L'homme et l'animal
L ’exploitation de l’animal, par exemple pour sa force physique ou son corps lui-même, est un des éléments clés sur lequel l’Homme s’est appuyé, dès la Préhistoire, pour sa survie et son propre développement. Aujourd’hui encore, les espèces animales contribuent massivement au système alimentaire moderne ainsi qu’au modèle de fonctionnement de nombreuses régions agricoles dans le monde.
C’est par la domestication que l’Homme a pu développer l’élevage. Ce mécanisme implique que les caractères ou comportements héréditaires de l'animal se transforment au contact de l'Homme, soit par une interaction prolongée avec celui-ci, soit par un effort volontaire de sélection.
Le chien est le premier animal domestiqué par des chasseurs/cueilleurs à la fin du Paléolithique supérieur, 20 000 à 15 000 ans avant notre ère. Sa domestication a été rendue possible par la large répartition dans l’hémisphère nord de son ancêtre sauvage, le loup. Au Néolithique, 12 000 à 10 000 ans avant notre ère, c’est la chèvre, puis le mouton qui sont domestiqués. Ensuite, les aurochs deviennent des bovins, et les sangliers, des porcs. Si les Hommes du Néolithiques introduisent un nouveau mode de vie basé sur la consommation des animaux domestiques, une partie de l’apport de viande reste liée à la chasse au gibier, activité apportant également une valorisation sociale.

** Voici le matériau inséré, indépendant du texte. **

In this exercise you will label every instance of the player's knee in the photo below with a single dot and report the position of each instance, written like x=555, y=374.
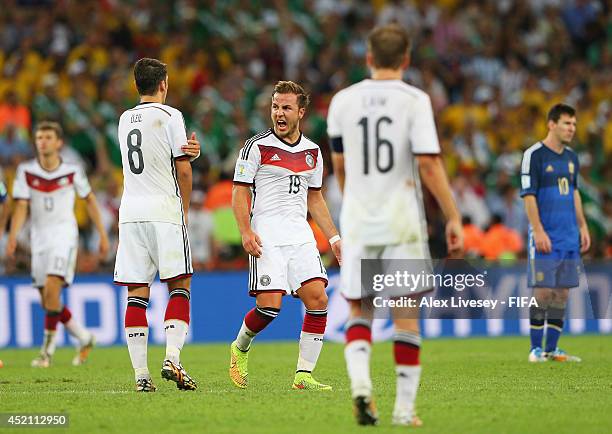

Une fois domestiqué, l’animal devient plus docile que l’animal sauvage. En sélectionnant des critères de reproduction, des modifications physiques peuvent être accentuées comme c’est le cas des races de chiens actuels. Les aurochs et les sangliers baissent de taille pour devenir des bovins et des porcs de plus en plus petits. Les cornes régressent, le pelage se modifie, la laine apparaît. À l’origine, les moutons avaient une toison, remplacée après la mue par un poil plus doux.